Deep Learning Software Installation Guide

How to install Python and Nvidia drivers, libraries and packages on a bare metal Ubuntu machine.

Due to my upcoming dissertation on Reinforcement Learning, I recently built a Ubuntu and Nvidia based DL computer. Although there were plenty of great guides (#thanks all), there were no comprehensive installation instructions. In addition, I had to read a lot of documentation to understand details and specifics — some of which were incomplete or contained syntax errors. I thus decided to document what I ended up doing by congealing instructions from various sources (references provided).

The guide will inform you how to install

  • Operating System (Ubuntu)
  • 4 drivers and libraries (GPU driver, CUDA, cuDNN and pip)
  • 5 Python DL libraries (TensorFlow, Theano, CNTK, Keras and PyTorch)

Each package relies on dependencies shown by the following diagram. Only one Python DL Library needs to be installed so feel free to omit sections as you choose.

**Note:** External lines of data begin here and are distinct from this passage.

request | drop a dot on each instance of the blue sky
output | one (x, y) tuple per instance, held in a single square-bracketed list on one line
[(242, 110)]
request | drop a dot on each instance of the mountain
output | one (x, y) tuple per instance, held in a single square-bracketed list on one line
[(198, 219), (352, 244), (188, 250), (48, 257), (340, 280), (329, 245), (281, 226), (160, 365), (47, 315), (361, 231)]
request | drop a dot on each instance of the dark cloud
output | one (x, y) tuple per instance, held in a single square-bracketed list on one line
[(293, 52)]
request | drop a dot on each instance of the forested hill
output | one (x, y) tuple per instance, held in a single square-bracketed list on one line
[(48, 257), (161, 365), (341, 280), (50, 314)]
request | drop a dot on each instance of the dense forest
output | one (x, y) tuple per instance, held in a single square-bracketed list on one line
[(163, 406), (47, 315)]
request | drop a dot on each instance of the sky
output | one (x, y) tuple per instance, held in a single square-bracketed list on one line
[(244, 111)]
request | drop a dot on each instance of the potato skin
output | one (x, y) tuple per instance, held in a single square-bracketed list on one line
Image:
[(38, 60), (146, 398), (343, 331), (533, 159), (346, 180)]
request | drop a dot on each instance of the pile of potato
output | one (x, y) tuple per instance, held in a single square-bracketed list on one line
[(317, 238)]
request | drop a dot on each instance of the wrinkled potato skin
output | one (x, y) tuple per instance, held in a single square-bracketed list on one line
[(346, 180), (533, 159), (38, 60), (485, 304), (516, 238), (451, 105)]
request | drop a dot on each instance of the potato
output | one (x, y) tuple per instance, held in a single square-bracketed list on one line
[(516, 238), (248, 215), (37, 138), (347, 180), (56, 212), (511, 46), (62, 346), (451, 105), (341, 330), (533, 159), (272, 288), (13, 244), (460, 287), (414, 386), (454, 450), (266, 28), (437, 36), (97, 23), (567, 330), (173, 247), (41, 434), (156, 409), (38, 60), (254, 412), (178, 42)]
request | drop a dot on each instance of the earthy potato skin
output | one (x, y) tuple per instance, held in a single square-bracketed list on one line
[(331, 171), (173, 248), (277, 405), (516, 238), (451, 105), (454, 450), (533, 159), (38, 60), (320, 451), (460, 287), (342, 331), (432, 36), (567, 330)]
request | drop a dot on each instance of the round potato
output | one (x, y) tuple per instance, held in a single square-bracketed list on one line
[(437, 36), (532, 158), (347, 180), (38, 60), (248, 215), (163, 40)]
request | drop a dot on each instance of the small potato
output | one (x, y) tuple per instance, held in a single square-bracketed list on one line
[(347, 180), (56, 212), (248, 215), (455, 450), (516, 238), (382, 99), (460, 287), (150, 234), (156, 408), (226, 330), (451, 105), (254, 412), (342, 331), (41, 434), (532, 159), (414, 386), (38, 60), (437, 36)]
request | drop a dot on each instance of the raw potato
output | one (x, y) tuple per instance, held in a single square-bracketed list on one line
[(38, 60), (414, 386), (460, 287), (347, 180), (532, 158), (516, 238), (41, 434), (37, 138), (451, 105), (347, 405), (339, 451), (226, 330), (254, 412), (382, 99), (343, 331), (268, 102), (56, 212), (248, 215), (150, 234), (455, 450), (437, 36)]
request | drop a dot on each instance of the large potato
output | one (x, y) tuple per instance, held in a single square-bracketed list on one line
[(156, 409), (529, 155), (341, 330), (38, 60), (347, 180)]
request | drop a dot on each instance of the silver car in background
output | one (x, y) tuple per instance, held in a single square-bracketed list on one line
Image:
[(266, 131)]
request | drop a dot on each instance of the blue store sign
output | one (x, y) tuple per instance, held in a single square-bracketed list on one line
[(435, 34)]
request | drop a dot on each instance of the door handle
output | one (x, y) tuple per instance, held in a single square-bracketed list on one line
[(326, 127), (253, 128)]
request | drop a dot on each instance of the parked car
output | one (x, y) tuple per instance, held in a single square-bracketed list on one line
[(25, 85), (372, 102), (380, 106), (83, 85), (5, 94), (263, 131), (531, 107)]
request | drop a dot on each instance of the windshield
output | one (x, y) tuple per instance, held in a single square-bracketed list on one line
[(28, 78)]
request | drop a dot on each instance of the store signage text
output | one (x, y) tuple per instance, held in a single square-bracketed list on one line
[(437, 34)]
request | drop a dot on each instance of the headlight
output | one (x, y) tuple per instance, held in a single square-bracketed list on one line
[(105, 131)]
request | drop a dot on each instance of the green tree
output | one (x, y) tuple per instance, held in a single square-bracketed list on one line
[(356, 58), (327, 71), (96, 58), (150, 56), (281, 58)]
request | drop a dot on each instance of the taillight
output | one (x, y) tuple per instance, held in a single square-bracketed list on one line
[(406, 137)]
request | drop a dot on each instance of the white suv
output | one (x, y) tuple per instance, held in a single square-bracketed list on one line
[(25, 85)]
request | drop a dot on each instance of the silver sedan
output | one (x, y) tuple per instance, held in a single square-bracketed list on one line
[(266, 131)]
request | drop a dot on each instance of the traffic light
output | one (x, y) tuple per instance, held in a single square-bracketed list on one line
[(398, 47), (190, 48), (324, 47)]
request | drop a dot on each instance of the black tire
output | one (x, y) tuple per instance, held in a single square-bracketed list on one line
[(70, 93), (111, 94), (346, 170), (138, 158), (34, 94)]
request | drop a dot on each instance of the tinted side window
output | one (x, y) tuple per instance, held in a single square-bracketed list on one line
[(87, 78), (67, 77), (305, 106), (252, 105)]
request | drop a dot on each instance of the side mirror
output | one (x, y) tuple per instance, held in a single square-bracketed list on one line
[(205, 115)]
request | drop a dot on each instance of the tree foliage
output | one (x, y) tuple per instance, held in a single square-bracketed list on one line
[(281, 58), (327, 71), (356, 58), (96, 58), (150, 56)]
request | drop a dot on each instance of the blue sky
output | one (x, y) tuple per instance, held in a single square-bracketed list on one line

Installation and Dependency Stack for Deep Learning Software

In more detail, here are what each of the components do:

  1. Ubuntu (v16.04.3)— Operating system, schedules processes.
  2. Nvidia GPU driver (v375)— Enables the OS to operate the GPU.
  3. CUDA (v8.0)— GPU C library. Stands for Compute Unified Device Architecture.
  4. cuDNN (v6.0.21) — DL primitives library based on CUDA. Stands for CUDA Deep Neural Network.
  5. pip (v9.0.1) — Python package installer. Stands for Pip Installs Packages.
  6. TensorFlow (v1.3)— DL library, developed by Google.
  7. Theano (v0.9.0)— Mathematical Library running on GPUs.
  8. CNTK (v2.2) — DL Framework developed by Microsoft Research.
  9. Keras (v2.0.8)— DL wrapper with interchangeable backends. Can be used with TensorFlow, Theano or CNTK.
  10. PyTorch (v0.2.0)— Dynamic DL library with GPU acceleration.

1. Install Ubuntu 16.04.3

Following this section results in a clean install, overwriting pre-existing partitions or OSs.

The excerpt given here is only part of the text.